Write Dataloaders¶

This tutorial explains how the dataset APIs work, and how to customize your own datasets with them.

Build Common Dataloaders¶

To build dataloaders in LiBai, we highly recommend users to use the default build_nlp_train_val_test_loader, build_nlp_train_loader, build_nlp_test_loader, build_image_train_loader and build_image_test_loader which are defined in libai/data/build.py for most of the common cases.

The only thing you need to do is to write pytorch style Dataset, and return Instance structure in __getitem__. The Instance structure stores the attributes of an instance (e.g., image, tokens) as “fields”, and the DistTensorData structure provides a standard to_global()(called in get_batch()) function to convert local tensors to global tensors.

The returned instance by __getitem__ function must contain the same keys with the args passed in forward function of the model.

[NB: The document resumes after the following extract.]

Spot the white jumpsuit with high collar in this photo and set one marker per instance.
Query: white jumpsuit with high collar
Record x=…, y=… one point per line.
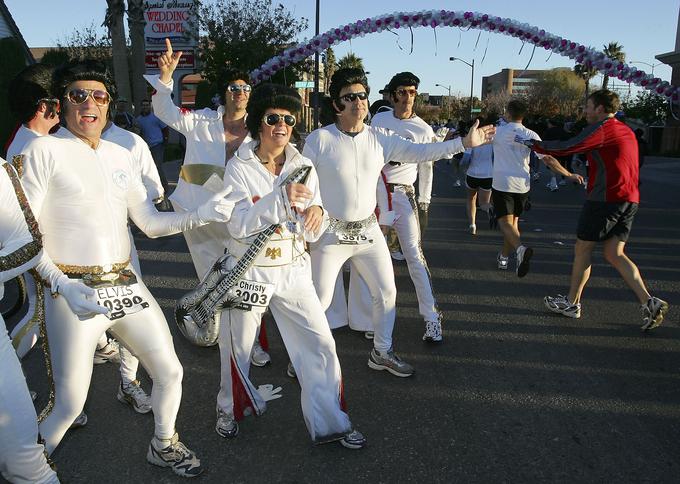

The following shows an example:

NOTE: Set placement_idx=-1 in DistTensorData when the tensor is only used in loss_function, it is used for pipeline parallel training.

# my_dataset.py
import numpy as np
import oneflow as flow

from libai.data.structures import DistTensorData, Instance

class MyDataset(flow.utils.data.Dataset):

    ...

    def __getitem__(self, idx):
        text = np.array(self.dataset[idx], dtype=np.long)
        # transfer to flow.tensor
        input_ids = flow.tensor(text[:-1], dtype=flow.long)
        lm_labels = flow.tensor(text[1:2], dtype=flow.long)
        # attention_mask must be a [0, 1] metric
        attention_mask = flow.tensor(text[2:3], dtype=flow.long)
        loss_mask = flow.tensor(text[3:], dtype=flow.long)
        # the keys (`input_ids` ... `labels`) should be same as the parameter name of model.forward()
        sample = Instance(
            input_ids=DistTensorData(input_ids),
            # attention_mask must be a [0, 1] metric
            attention_mask=DistTensorData(attention_mask),
            loss_mask=DistTensorData(lm_labels, placement_idx=-1),
            labels=DistTensorData(lm_labels, placement_idx=-1),
        )
        return sample

# my_model.py
import oneflow.nn as nn

class MyModel(nn.Module):
    ...
    
    # the parameters' name is the same as the returned key in __getitem__
    def forward(self, input_ids, attention_mask, loss_mask, labels):
        ...

In particular, the values of attention_mask can only be 0 or 1 if you need to generate your own attention_mask. Because LiBai has already processed attention_mask in libai/layers/attention.py as follows:

attention_scores = flow.mul(attention_scores, attention_mask)
attention_scores = attention_scores - 10000.0 * (1 - attention_mask)
attention_weights = flow.softmax(attention_scores, dim=-1)

After finishing your MyDataset, set dataloader in your config.py depending on your needs. If you have only one training dataset for nlp task and want to split it into train, valid and test datasets automatically, you can choose build_nlp_train_val_test_loader, the evaluation will be calculated in valid and test dataset.

Otherwise, you can choose build_nlp_train_loader && build_nlp_test_loader or build_image_train_loader && build_image_test_loader in config.py according to your own needs. see libai/data/build.py for more details.